Miguel de Unamuno was dismissed from his position as rector and exiled to Fuerteventura, one of the Canary Islands, by Rivera. Unamuno then fled to France and set up shop in Hendaye, a border town in the French Basque Country. His objective was to stay in France and get as close to Spain as possible.

Following the overthrow of General Miguel Primo de Rivera’s dictatorship in 1930, Unamuno returned to Spain and resumed his position as rector of the University of Salamanca. It was a moment of great political turmoil in Spain, and after the dictator’s fall, the country began its Second Republic. Unamuno ran for the Agrupación al Servicio de la Repblica, a minor intellectual party. He was a moderate who opposed all forms of political and religious radicalism.

Unamuno initially supported General Francisco Franco’s Falangist insurrection against Spanish monarchy in the 1930s. However, as the movement grew more violent, he began to reject it. Unamuno was fired from his job as rector after publicly denouncing Franco in 1936.

His Major Projects

‘Abel Sánchez: The History of a Passion,’ his novel, is a modern-day retelling of the Cain and Abel tale. The work tackles issues of envy between two men, one named Abel, a well-known painter, and the other, Joaquin, a well-known doctor.

San Manuel Bueno, mártir, a novella about the life of a parish priest in a small Spanish community, is another of his well-known works. The book is said to have consolidated practically all of Unamuno’s ideas and is distinguished by action and description minimalism.
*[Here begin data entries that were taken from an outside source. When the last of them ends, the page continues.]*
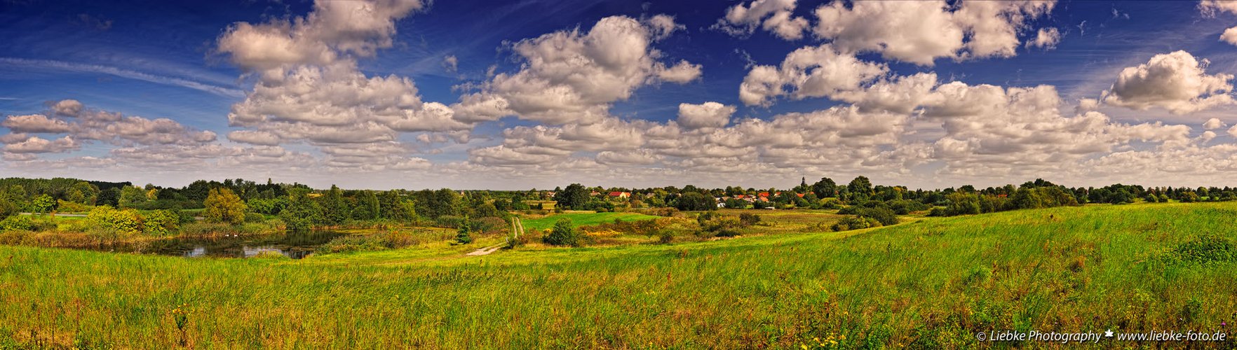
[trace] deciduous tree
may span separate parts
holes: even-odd
[[[236,193],[228,188],[214,188],[203,203],[205,210],[202,216],[208,223],[228,223],[239,225],[245,223],[245,202],[240,200]]]

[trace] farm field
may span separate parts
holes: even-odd
[[[957,349],[993,329],[1232,333],[1235,221],[1233,203],[1086,205],[297,261],[0,246],[0,348]]]
[[[614,223],[617,220],[623,221],[638,221],[657,219],[658,216],[644,215],[638,213],[593,213],[593,211],[579,211],[579,213],[563,213],[546,215],[541,218],[523,219],[524,230],[544,230],[554,226],[559,219],[571,219],[571,224],[575,226],[589,226],[596,224]]]

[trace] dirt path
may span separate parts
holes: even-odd
[[[487,254],[499,251],[499,249],[501,249],[501,247],[502,247],[502,245],[487,246],[487,247],[482,247],[482,249],[479,249],[479,250],[474,250],[473,252],[466,254],[465,256],[487,255]]]

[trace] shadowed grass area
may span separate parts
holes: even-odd
[[[563,213],[542,218],[524,219],[524,230],[544,230],[554,226],[559,219],[571,219],[575,226],[589,226],[596,224],[614,223],[615,219],[623,221],[649,220],[659,216],[644,215],[640,213]]]
[[[0,348],[176,348],[178,307],[193,348],[957,349],[1003,329],[1233,334],[1233,224],[1232,203],[1142,204],[477,257],[463,254],[490,241],[299,261],[0,246]]]

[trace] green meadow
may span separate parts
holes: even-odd
[[[500,241],[480,237],[296,261],[0,246],[0,348],[967,349],[1007,329],[1232,335],[1237,318],[1235,203],[803,226],[465,256]]]

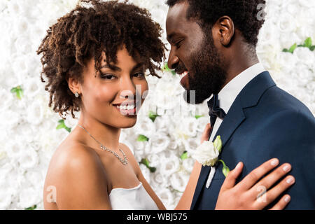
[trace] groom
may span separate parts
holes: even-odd
[[[209,141],[220,136],[220,158],[231,168],[244,162],[240,179],[272,158],[290,163],[296,183],[285,192],[291,196],[286,209],[315,209],[314,117],[276,86],[255,52],[264,22],[257,8],[265,1],[168,0],[167,4],[167,40],[172,46],[169,67],[184,76],[181,83],[188,103],[200,104],[214,94],[208,102],[213,127]],[[195,90],[195,97],[189,90]],[[202,167],[191,209],[215,208],[225,179],[222,168],[220,163],[216,165],[206,188],[211,167]]]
Personal History and Legacy

In 1891, Miguel de Unamuno married Concepción Lizárraga, his childhood sweetheart. The couple had eleven children together.
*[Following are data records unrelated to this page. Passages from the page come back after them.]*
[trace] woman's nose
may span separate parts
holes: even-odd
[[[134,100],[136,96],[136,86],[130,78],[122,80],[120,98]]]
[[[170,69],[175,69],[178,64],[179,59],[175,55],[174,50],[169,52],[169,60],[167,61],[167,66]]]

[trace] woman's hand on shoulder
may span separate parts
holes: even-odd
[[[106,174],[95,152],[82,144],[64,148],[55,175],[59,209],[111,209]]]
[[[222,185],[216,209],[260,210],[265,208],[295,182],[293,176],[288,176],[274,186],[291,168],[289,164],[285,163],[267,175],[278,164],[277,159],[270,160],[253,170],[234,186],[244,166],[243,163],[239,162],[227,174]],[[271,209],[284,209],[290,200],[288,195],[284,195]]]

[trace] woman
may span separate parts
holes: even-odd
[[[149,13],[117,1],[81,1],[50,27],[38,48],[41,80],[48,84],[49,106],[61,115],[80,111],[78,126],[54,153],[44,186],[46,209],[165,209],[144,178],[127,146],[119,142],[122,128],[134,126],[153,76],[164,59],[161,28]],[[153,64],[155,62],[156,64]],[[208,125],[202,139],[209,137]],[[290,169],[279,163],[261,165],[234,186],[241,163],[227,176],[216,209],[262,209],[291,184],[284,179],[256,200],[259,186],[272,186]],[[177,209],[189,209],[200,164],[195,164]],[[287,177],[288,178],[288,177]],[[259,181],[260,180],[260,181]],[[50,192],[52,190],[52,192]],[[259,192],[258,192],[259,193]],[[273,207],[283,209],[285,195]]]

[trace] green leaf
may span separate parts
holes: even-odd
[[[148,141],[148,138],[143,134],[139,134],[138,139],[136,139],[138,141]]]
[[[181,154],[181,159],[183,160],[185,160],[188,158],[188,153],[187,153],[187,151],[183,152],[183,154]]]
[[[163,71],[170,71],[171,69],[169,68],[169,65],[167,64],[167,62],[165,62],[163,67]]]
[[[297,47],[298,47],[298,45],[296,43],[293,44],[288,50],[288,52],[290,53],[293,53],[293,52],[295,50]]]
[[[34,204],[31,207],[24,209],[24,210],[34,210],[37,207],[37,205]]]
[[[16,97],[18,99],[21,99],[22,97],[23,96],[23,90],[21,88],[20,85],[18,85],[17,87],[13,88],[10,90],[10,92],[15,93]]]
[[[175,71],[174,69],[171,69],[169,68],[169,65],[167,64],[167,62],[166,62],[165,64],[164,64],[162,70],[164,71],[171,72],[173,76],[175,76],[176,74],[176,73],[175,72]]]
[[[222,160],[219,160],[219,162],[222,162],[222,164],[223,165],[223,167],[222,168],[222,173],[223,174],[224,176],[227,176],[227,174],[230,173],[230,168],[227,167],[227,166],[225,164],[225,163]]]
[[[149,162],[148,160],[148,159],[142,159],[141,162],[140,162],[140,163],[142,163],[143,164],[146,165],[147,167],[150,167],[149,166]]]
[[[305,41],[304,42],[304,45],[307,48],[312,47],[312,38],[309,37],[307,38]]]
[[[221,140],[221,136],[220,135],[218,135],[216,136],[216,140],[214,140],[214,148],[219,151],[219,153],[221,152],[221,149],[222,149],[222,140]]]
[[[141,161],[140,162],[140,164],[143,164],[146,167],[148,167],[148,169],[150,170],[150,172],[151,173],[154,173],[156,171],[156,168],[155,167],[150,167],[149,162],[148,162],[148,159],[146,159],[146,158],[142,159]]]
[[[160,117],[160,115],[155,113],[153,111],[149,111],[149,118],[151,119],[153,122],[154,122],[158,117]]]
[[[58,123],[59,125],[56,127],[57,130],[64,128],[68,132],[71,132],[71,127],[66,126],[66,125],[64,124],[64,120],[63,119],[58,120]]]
He was initially sentenced to death after Franco withdrew him from his job as rector of the University of Salamanca. However, the order was modified to place him under home arrest. On December 31, 1936, he died of a heart attack.

Estimated Net worth

Miguel is one of the wealthiest poets and one of the most well-known. Miguel de Unamuno’s net worth is estimated to be $1.5 million, according to Wikipedia, Forbes, and Business Insider.